Anyone following a basket of penny stocks over the last six months would find the same result almost across the board. Prices have been trending down. The only exceptions would be some of the resource stocks that benefit from higher commodity prices, but most sub $5.00 stocks, from just about any industry, have seen a notable drop-off in share prices.
Many quality penny stocks have the potential to trade dramatically higher. Yet, as investors turn away from speculation, and instead focus just on surviving the (take your pick) recession / economic slowdown / high oil prices / weak dollar / sinking housing prices... they forget about speculating on the future, and start focusing on the 'now.'
Many penny stock traders ask, "Why invest in the future potential of this tiny little company, when even the biggest companies are coming apart at the seams?"
The result - the speculative premium put on most penny stocks decreases. What used to be a $2 stock, with the potential of becoming worth $5, becomes a $1 stock, with the potential still to be worth $5.
With a return of strength to this speculative premium, which is truly the lifeblood of penny stocks, you can see this same stock in our example above trading at $3 or $5 or even higher.
This is not unlike the 'risk premium' put on oil, which is the difference in oil prices between what the fundamentals of supply and production dictate, and what political and military influences add to the final cost.
Now, the most important thing about speculative premium is that it should be treated as a contrarian indicator. The best time to buy is when the impact of speculation is at its lowest (like now for example). The best time to sell is when it is at its highest (like in the dot-com bubble just before it burst).
Unfortunately, most investors act quite the opposite way. Looking at any basket of penny stocks (our own Hot List picks being no exception), the last six months should scare you away. However, when you are looking at fundamentally strong, well-managed companies, as we do with our Hot List picks, this becomes a great entry opportunity.
Investors could really benefit by getting involved with penny stocks when they are devoid of speculation. Most of these stocks will return to glory as their business plans play out, independent of the level of speculative premium infused into the shares. Then, add a return to speculation when the overall markets settle down, and you should see many penny stocks track higher in response.

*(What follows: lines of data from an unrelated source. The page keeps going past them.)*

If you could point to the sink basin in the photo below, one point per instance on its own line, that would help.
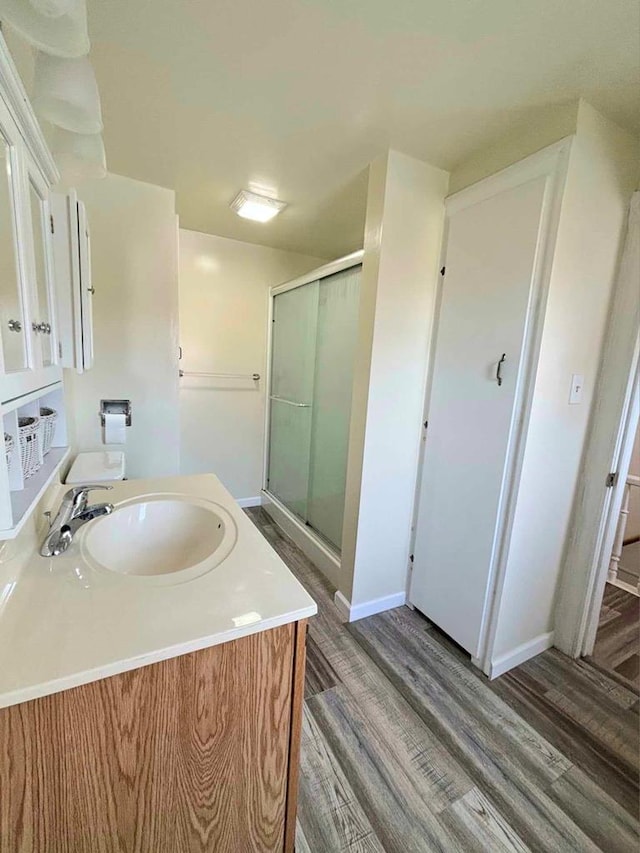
(161, 535)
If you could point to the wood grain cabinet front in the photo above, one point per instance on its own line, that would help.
(196, 753)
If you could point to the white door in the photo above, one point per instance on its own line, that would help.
(491, 249)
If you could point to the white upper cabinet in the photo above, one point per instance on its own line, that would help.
(29, 345)
(74, 290)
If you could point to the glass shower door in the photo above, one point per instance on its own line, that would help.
(331, 413)
(313, 346)
(295, 320)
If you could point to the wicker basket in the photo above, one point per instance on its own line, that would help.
(8, 447)
(29, 435)
(48, 418)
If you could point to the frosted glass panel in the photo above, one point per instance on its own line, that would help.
(289, 451)
(295, 317)
(335, 349)
(313, 345)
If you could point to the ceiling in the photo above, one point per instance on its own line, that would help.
(298, 96)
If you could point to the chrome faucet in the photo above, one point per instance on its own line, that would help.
(73, 513)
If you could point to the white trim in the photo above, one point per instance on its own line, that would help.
(353, 612)
(586, 560)
(320, 554)
(324, 271)
(248, 502)
(612, 502)
(554, 161)
(521, 653)
(17, 101)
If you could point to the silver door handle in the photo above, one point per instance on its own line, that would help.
(291, 402)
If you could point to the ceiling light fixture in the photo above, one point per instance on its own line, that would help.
(260, 208)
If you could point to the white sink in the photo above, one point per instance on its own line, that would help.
(161, 535)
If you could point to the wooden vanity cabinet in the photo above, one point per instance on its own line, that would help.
(196, 753)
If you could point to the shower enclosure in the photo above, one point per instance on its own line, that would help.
(313, 337)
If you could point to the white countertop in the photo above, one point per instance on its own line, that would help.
(64, 623)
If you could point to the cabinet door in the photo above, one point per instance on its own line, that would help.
(44, 323)
(14, 311)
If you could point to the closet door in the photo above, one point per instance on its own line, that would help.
(493, 244)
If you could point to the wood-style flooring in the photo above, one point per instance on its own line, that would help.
(617, 647)
(407, 747)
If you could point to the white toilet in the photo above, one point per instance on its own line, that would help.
(100, 466)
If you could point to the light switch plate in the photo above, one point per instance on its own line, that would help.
(577, 384)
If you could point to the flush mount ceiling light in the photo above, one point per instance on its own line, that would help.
(65, 93)
(58, 27)
(260, 208)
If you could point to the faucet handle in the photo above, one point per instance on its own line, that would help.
(79, 493)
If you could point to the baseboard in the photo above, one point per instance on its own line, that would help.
(247, 502)
(353, 612)
(311, 545)
(520, 654)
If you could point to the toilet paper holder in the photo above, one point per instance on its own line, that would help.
(115, 407)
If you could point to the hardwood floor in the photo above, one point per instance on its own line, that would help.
(617, 647)
(407, 747)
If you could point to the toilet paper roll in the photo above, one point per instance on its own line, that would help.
(115, 429)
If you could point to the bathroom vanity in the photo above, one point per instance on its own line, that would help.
(152, 710)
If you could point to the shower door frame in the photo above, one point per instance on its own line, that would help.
(322, 549)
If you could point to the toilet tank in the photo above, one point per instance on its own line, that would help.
(100, 466)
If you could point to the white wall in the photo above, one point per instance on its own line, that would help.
(632, 530)
(601, 177)
(403, 233)
(224, 287)
(135, 274)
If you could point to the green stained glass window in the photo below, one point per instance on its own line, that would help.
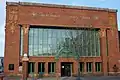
(63, 42)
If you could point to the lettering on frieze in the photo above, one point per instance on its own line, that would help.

Speculation will return to penny stocks, as it always has over the course of the last hundred years. The best time to invest in penny stocks is when they no or only a minimal speculative premium.
In other words, do like Warren Buffet suggests (a useful reference for penny stock investors, even though his shares of Berkshire Hathaway trade at $4,701.00 each): buy what no one else wants, then sell it back to them when they want it.
Right now no one wants penny stocks. 'Right now' will not last forever.